第87話:蒼き鷹の見る夢 -振り払われた手-
「メ、メー、ル……。」
「あ、あっ……。」
メールの首を目掛けて一直線に振り下ろされた剣は、首元の僅かに上で静止していた。悲鳴が止み、起こるはずだったその凄惨な光景から目を逸らしていた者達も、異変に気付き、その剣を持つ白騎士『達』の方へと視線を向けていた。

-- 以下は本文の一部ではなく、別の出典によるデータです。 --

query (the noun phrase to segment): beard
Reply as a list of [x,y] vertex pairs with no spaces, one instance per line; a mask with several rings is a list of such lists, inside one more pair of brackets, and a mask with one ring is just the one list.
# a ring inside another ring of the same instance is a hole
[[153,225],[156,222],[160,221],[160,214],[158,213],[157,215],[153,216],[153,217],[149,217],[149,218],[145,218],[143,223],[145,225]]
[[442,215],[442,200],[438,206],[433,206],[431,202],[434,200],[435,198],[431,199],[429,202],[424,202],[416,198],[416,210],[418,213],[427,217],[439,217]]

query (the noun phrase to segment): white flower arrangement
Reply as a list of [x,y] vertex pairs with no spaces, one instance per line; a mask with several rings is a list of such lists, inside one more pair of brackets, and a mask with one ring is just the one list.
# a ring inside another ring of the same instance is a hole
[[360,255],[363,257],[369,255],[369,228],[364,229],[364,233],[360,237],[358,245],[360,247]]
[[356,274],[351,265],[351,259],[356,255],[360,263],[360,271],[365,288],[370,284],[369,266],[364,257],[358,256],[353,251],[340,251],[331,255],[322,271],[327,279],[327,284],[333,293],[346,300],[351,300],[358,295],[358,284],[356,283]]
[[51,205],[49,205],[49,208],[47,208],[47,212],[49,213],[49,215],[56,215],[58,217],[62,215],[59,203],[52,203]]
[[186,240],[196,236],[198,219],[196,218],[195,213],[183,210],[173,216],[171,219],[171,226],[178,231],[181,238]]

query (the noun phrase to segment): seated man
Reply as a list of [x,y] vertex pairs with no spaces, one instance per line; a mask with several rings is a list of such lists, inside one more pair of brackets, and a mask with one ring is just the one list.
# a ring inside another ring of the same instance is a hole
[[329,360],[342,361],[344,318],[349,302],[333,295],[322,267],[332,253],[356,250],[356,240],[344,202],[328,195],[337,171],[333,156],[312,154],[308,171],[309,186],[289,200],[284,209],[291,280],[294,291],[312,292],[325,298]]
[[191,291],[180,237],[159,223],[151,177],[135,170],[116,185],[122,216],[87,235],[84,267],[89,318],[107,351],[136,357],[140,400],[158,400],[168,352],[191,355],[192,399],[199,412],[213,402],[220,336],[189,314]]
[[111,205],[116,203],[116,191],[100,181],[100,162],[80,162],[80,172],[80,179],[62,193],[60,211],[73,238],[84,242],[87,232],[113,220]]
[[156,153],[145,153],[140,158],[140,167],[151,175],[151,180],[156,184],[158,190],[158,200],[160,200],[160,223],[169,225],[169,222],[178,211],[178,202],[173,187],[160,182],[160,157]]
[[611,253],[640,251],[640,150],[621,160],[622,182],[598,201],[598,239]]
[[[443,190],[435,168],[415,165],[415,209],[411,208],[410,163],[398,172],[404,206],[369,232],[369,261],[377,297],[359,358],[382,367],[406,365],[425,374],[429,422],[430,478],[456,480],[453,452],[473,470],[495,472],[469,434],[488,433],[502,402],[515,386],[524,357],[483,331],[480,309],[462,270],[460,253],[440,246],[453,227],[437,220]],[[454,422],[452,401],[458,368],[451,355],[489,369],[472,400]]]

「………おい、なんでルーンとミシュが此処に居るんだ? 誰が連れてきた? 『契約違反』じゃないだろうな?」
「つ、司羽……さん。」
「お、お前……いつの間に……。」
全員が呆然と、そこに現れた人物に注目していた。その静止した剣の上側を掴むようにして止めている司羽は、自分に注目している人間を一通り見回すと、露骨に不機嫌な表情になって嘆息した。
「司羽っ!!」
「随分と遅い登場ね、司羽。」
「………いや、なんでお前達そこでお茶してるんだ。ここはカフェテラスでもなんでもないんだぞ?」
「……申し訳御座いません。ミシュナさんにはお帰りになるようには言ったのですが……。」
ユーリアは司羽の問いに対して、バツが悪そうにそう言ってミシュナを見た。それだけで司羽はユーリアとミシュナのやり取りを察してしまった。
「嫌、って言ったわ。」
「嫌って……ああ、もういい、ユーリアは良くやってくれた。それに、何となく察しはついた。」
司羽は笑顔のルーンと不機嫌な顔のミシュナ、そして申し訳なさそうな表情をしているユーリアに出迎えられながら、白騎士の剣を手放して、ゆっくりとリアとセイルの方へと近づいて行く。それに合わせるようにルーン達も立ち上がり、司羽の周りへと集まった。そして、笑顔のセイルが司羽に声をかけた。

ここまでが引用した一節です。